Researchers studied 206 men aged 49 to 82 randomly assigned to receive
about seven weeks of daily radiation treatments, or radiation plus six
months of medication overlapping the radiation treatment. Six of those
only on radiation died from prostate cancer while none of those getting
combined treatment died from prostate cancer.

More than twice as many radiation-only men had evidence of cancer
recurrence, 46 versus 21 in the combined treatment group.

The study by researchers at Boston's Brigham and Women's Hospital and
Dana Farber Cancer Institute appears in Wednesday's Journal of the
American Medical Association.

The patients had prostate cancer that physical exams and imaging tests
indicated had not spread. But they also had high blood levels of PSA -
prostate specific antigen - and high Gleason scores, which measure the
degree of abnormality found in cancer tissue.
The high levels raise the possibility of cancer elsewhere, said lead
author Dr. Anthony D'Amico, a radiation oncologist at both institutions.

The drug treatment studied involved flutamide pills three times daily
with periodic injections of either leuprolide acetate or goserelin. The
drugs suppress production of testosterone, which can fuel prostate
cancer growth.

Men in the drug-radiation group had more severe impotence and more
breast tissue enlargement than the radiation only group. But they had no
obvious evidence of the potentially more debilitating complications of
long-term treatment. Although those weren't specifically measured, they
usually don't appear until after at least a year of treatment, D'Amico
said.
In a JAMA editorial, Dr. Theodore DeWeese of Johns Hopkins University,
said the study did not address how the drug treatment affected patients'
quality of life. He also said the radiation dose was lower than is
frequently given, which might explain the differing survival rates.
Still, he called the study "extremely important" because of the survival
advantage shown.

knowledge is power - growing old is mandatory - growing wise is optional    
"Many more men die with prostate cancer than of it. Growing old is
invariably fatal. Prostate cancer is only sometimes so."
Leonard Evens - 19 Aug 2004 02:20 GMT
> August 18, 2004
>
[quoted text clipped - 79 lines]
> "Many more men die with prostate cancer than of it. Growing old is
> invariably fatal. Prostate cancer is only sometimes so."

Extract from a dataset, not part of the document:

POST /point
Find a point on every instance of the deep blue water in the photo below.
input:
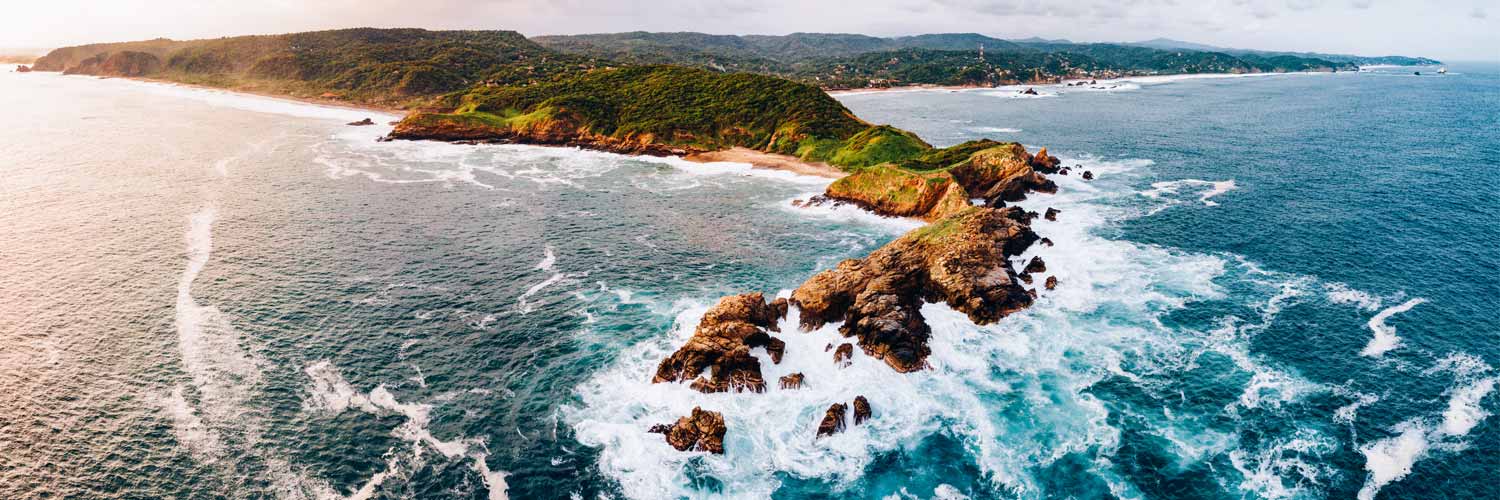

I've seen reports similar to this several times, and this is the first
which makes it fairly clear what sorts of men were being studied.  In
some of the reports they describe 5 year survival rates of 78 percent
and 88 percent respectively for those not receiving HT vs those
receiving HT.   But we see from this article that in fact only 6 men in
the radiation only group died of prostate cancer.   If 22 percent died
altogether,  the rest died of something else.   Similarly no men in the
HT group died of prostate cancer, so those that died did so from
something cause.   Such high overall death rates in both groups suggest
the men must have been relatively old.

But even this report is confusing.  It starts off by describing the men
as not having evidence that the cancer had spread.  But later is tells
us that they had either high PSA values or high Gleason scores.  But
such men are in fact at relatively high risk for spread after primary
treatment.   So the first statement must have meant simply that bone
scans and perhaps checks of lymph nodes didn't show anything.

In fact, for the great majority of men diagnosed these days with early
prostate cancer, the likelihood of not dying of prostate cancer within 5
years is close to 100 percent, whether they are treated or not.  That
include men with moderate PSAs and Gleasons in the range 5-7.

It shows you that media reports about scientific studies have to be read
with a great deal of skepticism.  Things that researchers will take for
granted and not feel they need to explain go right over the heads of the
reporters, who select out some facts and numbers and report those
without understanding their significance in the overall scheme of things.